= Scott massacre =

The Scott Massacre, coming after the Fort Mims massacre, was a major factor in convincing the United States government that the Red Stick Creeks and their Native American allies must be defeated, beginning the Seminole Wars. It took place at the end of November 1817 near present-day Chattahoochee, Florida. Several hundred Creek (Muscogee) warriors known as Red Sticks, led by Homathlimico, with Josiah Francis in the rear, attacked an American military vessel commanded by Lieutenant Richard W. Scott. The keel boat was heading up the Apalachicola River to supply Camp Crawford on the Flint River in southwest Georgia; the attack was at the confluence of the rivers (Nicolls' Outpost).

Besides the supplies, the boat carried 20 sick soldiers, seven women, four children, and a guard of 20 armed soldiers. After a bloody massacre and scalping, only seven survived, one woman, and six soldiers who escaped by jumping into the river and swimming to the opposite shore, where friendly Creeks helped them reach safety at Camp Crawford on December 2, 1817.

The children were killed by having their heads bashed against the sides of the boat. Scott was killed by having splinters of fatwood driven into his body and set afire, "an excruciating form of execution that had its roots deep in the ancient traditions of the Creek Indians".

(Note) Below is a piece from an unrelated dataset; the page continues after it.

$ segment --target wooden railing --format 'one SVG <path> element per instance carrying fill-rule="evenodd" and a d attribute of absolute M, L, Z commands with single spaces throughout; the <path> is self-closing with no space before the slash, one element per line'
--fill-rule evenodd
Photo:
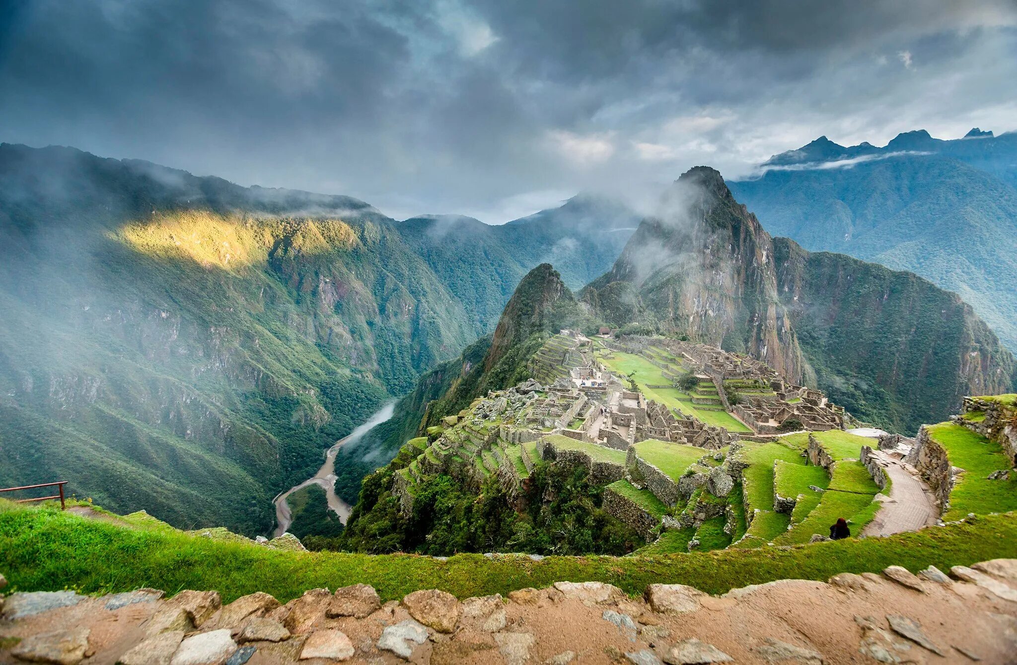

News of the massacre was immediately sent by the camp commander, Gen. Edmund P. Gaines, to Secretary of War John C. Calhoun, and Gen. Andrew Jackson. It was reported widely in the American press. "An infuriated President James Monroe directed that General Jackson be ordered to the frontier and that the Seminoles and Red Sticks be punished without regard to whether they were in the United States or Spanish Florida."

This is considered by some historians as one of the earliest engagements of what would become of the First Seminole War. (Note: Because the First Seminole War was not an officially declared war, several other 1816–1818 confrontations have been suggested as the beginning. See Battle of Negro Fort for example.) The attack was soon followed by the Battle of Ocheesee. Camp Crawford was renamed Fort Scott in the boat commander's honor.